Martin Scorsese’s much awaited mob drama The Irishman is now streaming on Netflix. Despite its lengthy run-time, the film is being hailed as one of the best films of Scorsese’s career.
Starring Robert De Niro in the title role and Al Pacino and Joe Pesci in supporting roles, The Irishman is about a truck driver Frank “The Irishman” Sheeran (De Niro) who becomes a hitman, working with gangster Russell Bufalino (Pesci) and his crime family. He also works for the powerful labour union leader Jimmy Hoffa (Pacino).
The case of Al Pacino’s character James Riddle Hoffa is an absolutely fascinating one. Like De Niro’s Frank Sheeran and Pesci’s Bufalino, he is also based on a real man. Hoffa served as the President of the International Brotherhood of Teamsters (IBT) (a labour union) from 1957 until 1971.

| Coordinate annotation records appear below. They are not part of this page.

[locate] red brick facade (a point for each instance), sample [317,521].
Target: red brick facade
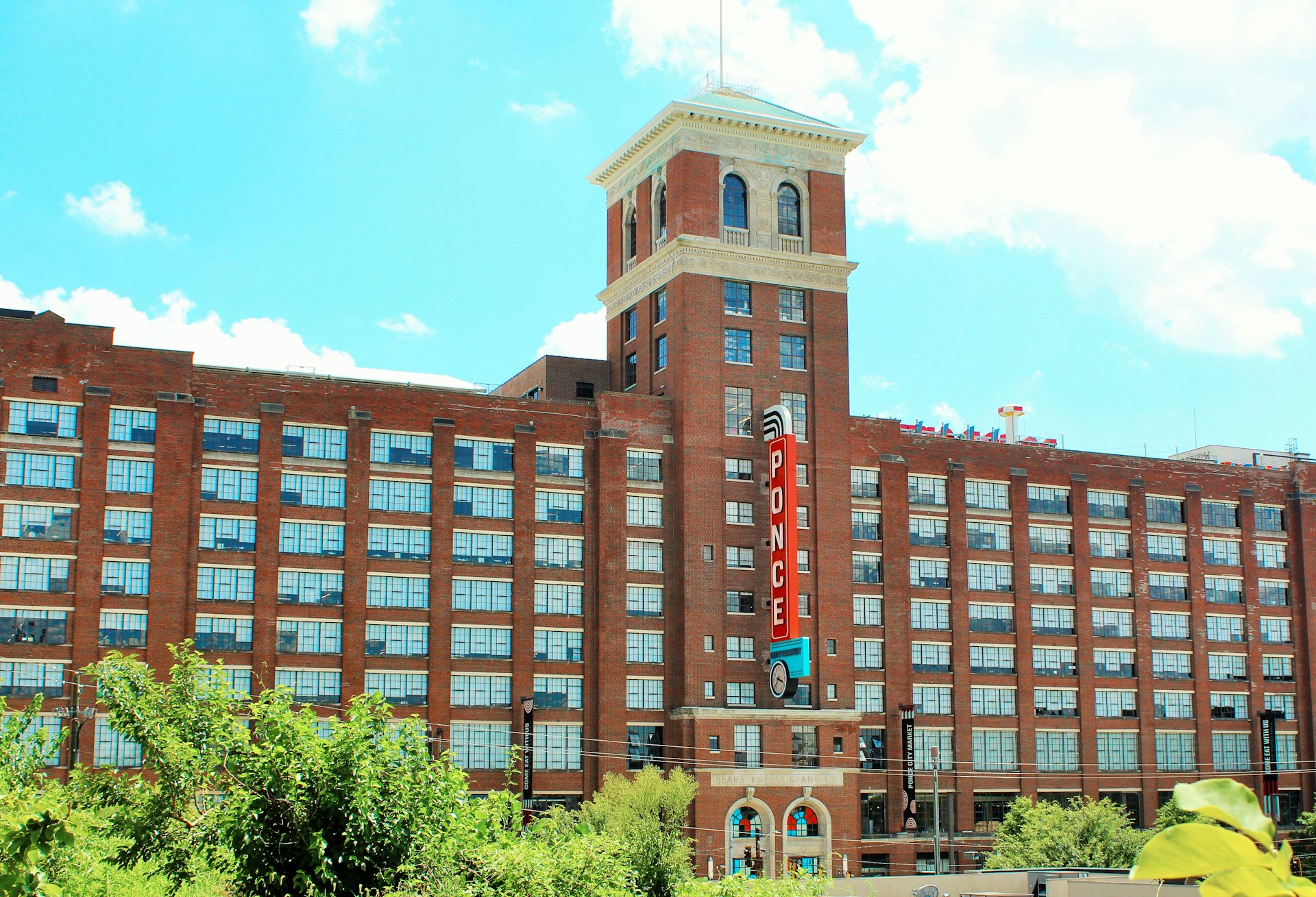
[677,413]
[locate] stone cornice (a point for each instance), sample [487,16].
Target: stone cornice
[723,132]
[687,254]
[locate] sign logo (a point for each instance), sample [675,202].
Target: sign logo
[790,654]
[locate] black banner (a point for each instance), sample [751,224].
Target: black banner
[911,796]
[526,758]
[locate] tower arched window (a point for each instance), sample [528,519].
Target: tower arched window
[788,211]
[735,203]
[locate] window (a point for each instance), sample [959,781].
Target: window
[1056,702]
[1112,624]
[51,522]
[403,449]
[644,746]
[559,599]
[791,353]
[227,533]
[33,469]
[221,434]
[413,496]
[927,489]
[44,419]
[645,555]
[868,611]
[990,537]
[740,558]
[31,626]
[995,750]
[992,701]
[1170,626]
[559,645]
[644,602]
[1051,539]
[991,659]
[559,553]
[979,493]
[483,454]
[991,619]
[929,615]
[483,642]
[865,525]
[1230,751]
[1117,751]
[1057,751]
[929,574]
[396,639]
[934,700]
[738,410]
[123,475]
[1051,580]
[1221,552]
[1168,587]
[868,654]
[790,304]
[1111,505]
[315,442]
[310,587]
[482,548]
[132,425]
[480,745]
[1165,511]
[306,538]
[1108,543]
[644,693]
[390,591]
[485,691]
[925,656]
[928,532]
[736,299]
[313,685]
[1112,585]
[1053,621]
[1053,662]
[991,578]
[646,648]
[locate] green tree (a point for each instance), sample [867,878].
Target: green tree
[1082,833]
[648,815]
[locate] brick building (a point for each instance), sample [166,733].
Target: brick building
[592,533]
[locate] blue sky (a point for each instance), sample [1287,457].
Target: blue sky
[1094,211]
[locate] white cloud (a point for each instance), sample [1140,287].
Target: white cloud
[555,108]
[1128,138]
[406,324]
[265,343]
[326,19]
[585,336]
[681,36]
[114,210]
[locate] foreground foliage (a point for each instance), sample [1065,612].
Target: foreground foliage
[1082,833]
[1237,859]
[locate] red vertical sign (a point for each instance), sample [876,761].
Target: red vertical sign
[783,538]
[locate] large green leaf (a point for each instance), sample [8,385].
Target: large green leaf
[1244,881]
[1231,802]
[1194,848]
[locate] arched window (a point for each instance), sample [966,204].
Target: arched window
[735,210]
[745,822]
[788,211]
[803,822]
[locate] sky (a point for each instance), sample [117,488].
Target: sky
[1103,211]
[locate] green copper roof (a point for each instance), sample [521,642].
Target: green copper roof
[738,101]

At some point during his presidency, he got involved with the mob to eliminate his rivals. While the mob certainly gets the job done, you can never really pay off the debt. In late 1975, Hoffa disappeared and to date, it is not known what happened to him — though nearly everyone believes his involvement with the mafia led to his downfall. You see, after his run-in with federal authorities, his suspicious union activities are discovered and he serves time. He is also barred from running the Teamsters for 10 years.
Though we will likely never know for sure what got Hoffa, we can at least theorise.

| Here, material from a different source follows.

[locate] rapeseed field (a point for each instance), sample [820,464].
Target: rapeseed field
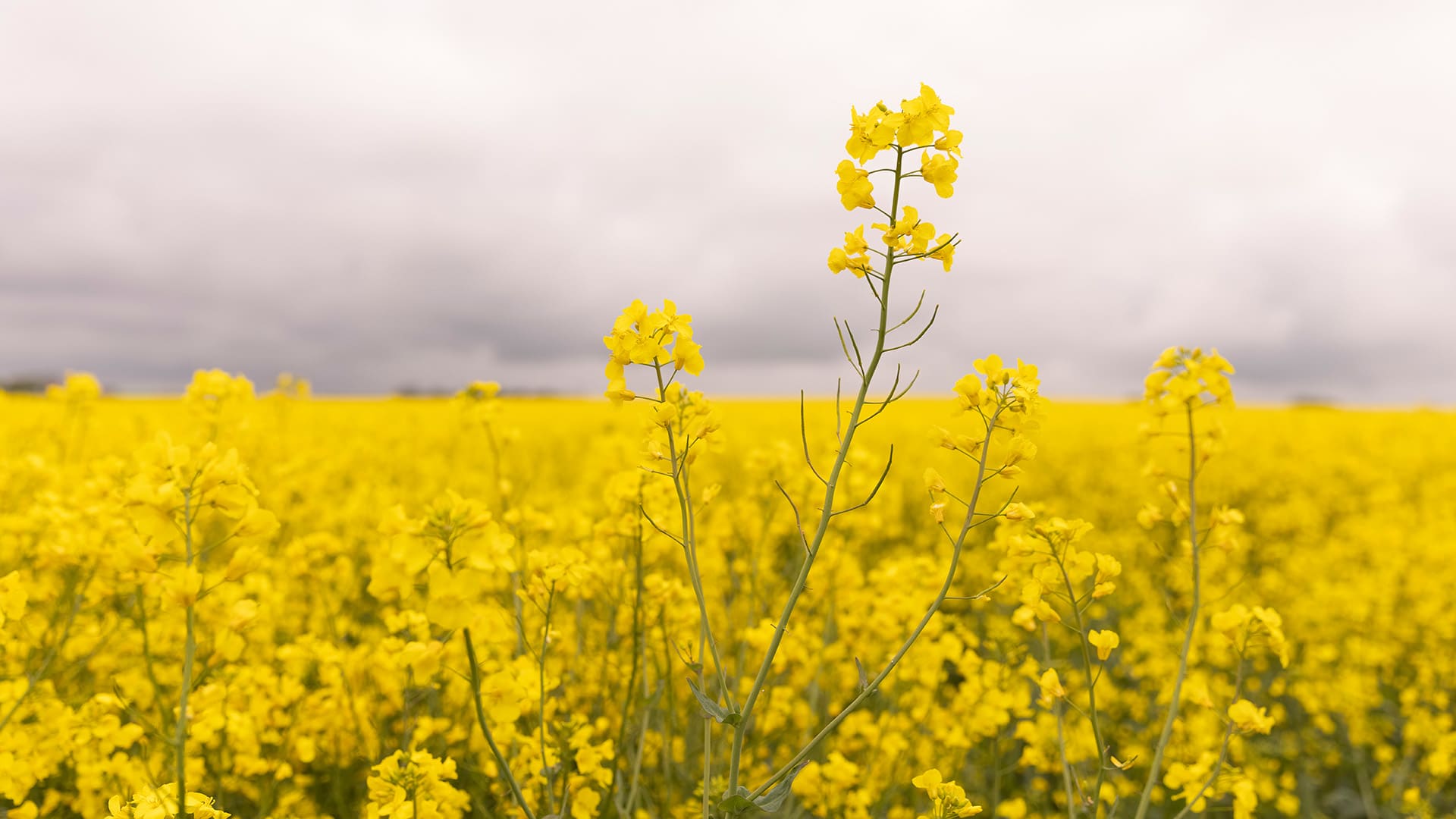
[246,602]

The Irishman, which is based on I Heard You Paint Houses: Frank “The Irishman” Sheeran and the Closing of the Case on Jimmy Hoffa, posits that it was Sheeran who shot him at point blank range at the behest of the mafia lords.

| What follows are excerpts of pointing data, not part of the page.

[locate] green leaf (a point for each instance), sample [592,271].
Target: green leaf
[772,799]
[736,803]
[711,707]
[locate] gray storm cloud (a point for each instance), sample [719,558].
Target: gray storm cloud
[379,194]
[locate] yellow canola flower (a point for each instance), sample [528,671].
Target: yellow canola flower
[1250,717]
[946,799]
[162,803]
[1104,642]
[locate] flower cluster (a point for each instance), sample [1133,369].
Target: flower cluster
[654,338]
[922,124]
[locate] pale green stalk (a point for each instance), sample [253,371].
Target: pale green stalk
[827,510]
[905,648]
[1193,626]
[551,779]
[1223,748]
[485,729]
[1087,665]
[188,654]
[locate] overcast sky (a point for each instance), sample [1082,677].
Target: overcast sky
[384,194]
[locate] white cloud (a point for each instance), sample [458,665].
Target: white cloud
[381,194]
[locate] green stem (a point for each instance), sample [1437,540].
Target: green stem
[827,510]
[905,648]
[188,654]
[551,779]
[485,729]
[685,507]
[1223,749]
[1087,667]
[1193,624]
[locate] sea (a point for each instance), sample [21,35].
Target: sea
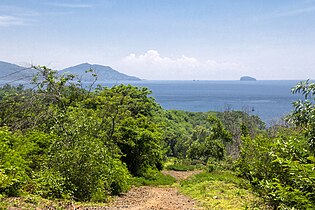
[271,100]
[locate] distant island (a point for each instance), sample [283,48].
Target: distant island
[247,78]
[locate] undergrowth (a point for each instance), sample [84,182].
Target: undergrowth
[153,178]
[221,190]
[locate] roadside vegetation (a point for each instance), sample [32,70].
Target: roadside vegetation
[63,142]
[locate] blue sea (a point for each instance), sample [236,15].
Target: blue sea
[270,100]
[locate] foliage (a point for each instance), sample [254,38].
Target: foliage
[209,143]
[66,141]
[153,178]
[239,123]
[220,190]
[281,169]
[304,110]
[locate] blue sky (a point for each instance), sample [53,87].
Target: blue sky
[164,39]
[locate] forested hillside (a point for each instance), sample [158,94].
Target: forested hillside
[59,140]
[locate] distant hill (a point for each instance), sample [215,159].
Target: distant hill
[247,78]
[10,72]
[104,73]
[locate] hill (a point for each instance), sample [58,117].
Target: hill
[10,72]
[104,73]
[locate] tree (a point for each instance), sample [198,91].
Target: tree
[304,110]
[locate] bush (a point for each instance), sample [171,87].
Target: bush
[281,169]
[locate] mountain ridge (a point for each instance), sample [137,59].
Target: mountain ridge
[10,72]
[104,73]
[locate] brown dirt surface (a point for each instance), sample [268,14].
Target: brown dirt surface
[157,198]
[153,198]
[144,198]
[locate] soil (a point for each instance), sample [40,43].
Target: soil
[147,198]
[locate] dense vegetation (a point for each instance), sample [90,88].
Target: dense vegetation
[61,139]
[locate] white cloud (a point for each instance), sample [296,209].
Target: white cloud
[7,20]
[151,65]
[70,5]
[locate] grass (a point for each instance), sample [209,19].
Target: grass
[221,190]
[181,165]
[153,179]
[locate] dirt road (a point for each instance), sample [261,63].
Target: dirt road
[156,198]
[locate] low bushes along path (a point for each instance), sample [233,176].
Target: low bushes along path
[156,198]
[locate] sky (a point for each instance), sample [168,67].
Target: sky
[164,39]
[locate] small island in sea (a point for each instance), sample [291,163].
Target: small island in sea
[247,78]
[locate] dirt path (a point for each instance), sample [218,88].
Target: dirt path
[156,198]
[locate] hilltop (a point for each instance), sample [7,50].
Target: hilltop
[104,73]
[13,72]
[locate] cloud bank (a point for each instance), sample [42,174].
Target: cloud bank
[7,20]
[151,65]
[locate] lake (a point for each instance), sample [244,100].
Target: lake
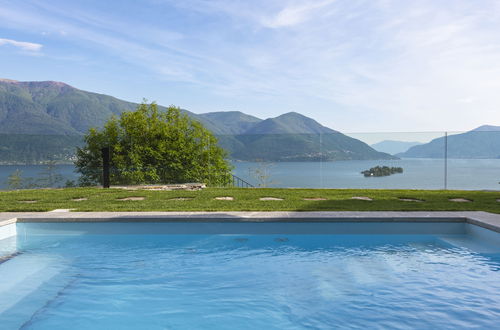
[467,174]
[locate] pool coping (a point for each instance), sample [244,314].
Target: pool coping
[486,220]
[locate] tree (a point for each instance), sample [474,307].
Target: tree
[152,146]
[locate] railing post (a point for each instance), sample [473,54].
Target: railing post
[105,167]
[445,160]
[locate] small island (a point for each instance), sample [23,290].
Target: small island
[382,171]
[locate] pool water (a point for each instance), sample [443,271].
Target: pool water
[61,280]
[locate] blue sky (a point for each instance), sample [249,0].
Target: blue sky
[353,65]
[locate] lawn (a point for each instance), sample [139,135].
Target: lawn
[97,199]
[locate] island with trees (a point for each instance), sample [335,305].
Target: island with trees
[382,171]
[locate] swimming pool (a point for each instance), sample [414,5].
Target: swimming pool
[235,275]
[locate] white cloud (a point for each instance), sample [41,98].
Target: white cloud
[295,14]
[23,45]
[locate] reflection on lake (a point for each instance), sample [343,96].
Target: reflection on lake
[418,174]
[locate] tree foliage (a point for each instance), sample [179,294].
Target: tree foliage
[153,146]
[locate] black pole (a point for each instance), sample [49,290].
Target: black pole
[105,167]
[445,160]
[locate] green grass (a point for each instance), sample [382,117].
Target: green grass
[247,200]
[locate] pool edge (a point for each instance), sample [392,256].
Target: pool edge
[486,220]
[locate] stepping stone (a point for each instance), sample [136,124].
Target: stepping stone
[314,199]
[226,198]
[362,198]
[411,200]
[460,200]
[132,199]
[270,199]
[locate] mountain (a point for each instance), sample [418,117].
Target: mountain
[482,142]
[228,122]
[393,147]
[36,109]
[50,107]
[289,123]
[295,137]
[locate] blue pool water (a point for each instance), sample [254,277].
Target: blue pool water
[75,276]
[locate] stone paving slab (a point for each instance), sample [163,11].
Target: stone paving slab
[487,220]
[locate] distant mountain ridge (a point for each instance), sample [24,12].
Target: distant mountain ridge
[393,147]
[481,142]
[55,108]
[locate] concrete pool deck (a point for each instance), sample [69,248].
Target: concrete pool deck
[483,219]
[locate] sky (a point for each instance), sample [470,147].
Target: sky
[353,65]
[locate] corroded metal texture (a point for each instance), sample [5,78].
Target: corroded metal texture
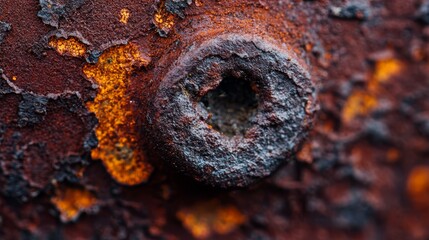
[224,139]
[87,144]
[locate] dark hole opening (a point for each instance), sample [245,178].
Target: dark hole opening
[231,105]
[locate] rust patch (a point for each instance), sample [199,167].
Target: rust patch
[68,46]
[418,186]
[4,29]
[118,147]
[124,15]
[362,102]
[163,20]
[71,202]
[208,218]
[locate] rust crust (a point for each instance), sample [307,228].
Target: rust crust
[91,147]
[219,148]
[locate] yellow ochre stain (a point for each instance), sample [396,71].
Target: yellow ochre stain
[118,146]
[71,202]
[362,102]
[207,218]
[68,46]
[163,19]
[124,15]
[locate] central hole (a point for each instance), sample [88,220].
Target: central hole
[231,105]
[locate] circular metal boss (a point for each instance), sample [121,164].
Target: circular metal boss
[231,110]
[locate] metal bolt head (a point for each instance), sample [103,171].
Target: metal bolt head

Hoffa, a 1992 biopic starring Jack Nicholson, has Hoffa as its centre and theorises in detail as to what happened to him. Directed by Danny DeVito, the movie is just average and it is only Nicholson’s hypnotic and uncharacteristically restrained performance that saves it from becoming a total slog. It is hard to tell that this is the actor who has played Joker and Jack Torrance.
In Hoffa, it is Armand Assante’s fictional mob boss Carol D’Allesandro, who likely gets him killed (it is implied, and not made explicit).
Even with an average screenplay and direction, Jack Nicholson’s stamp on Hoffa is arguably stronger than Al Pacino’s, though it can be said that having his character at the centre-stage helped Nicholson.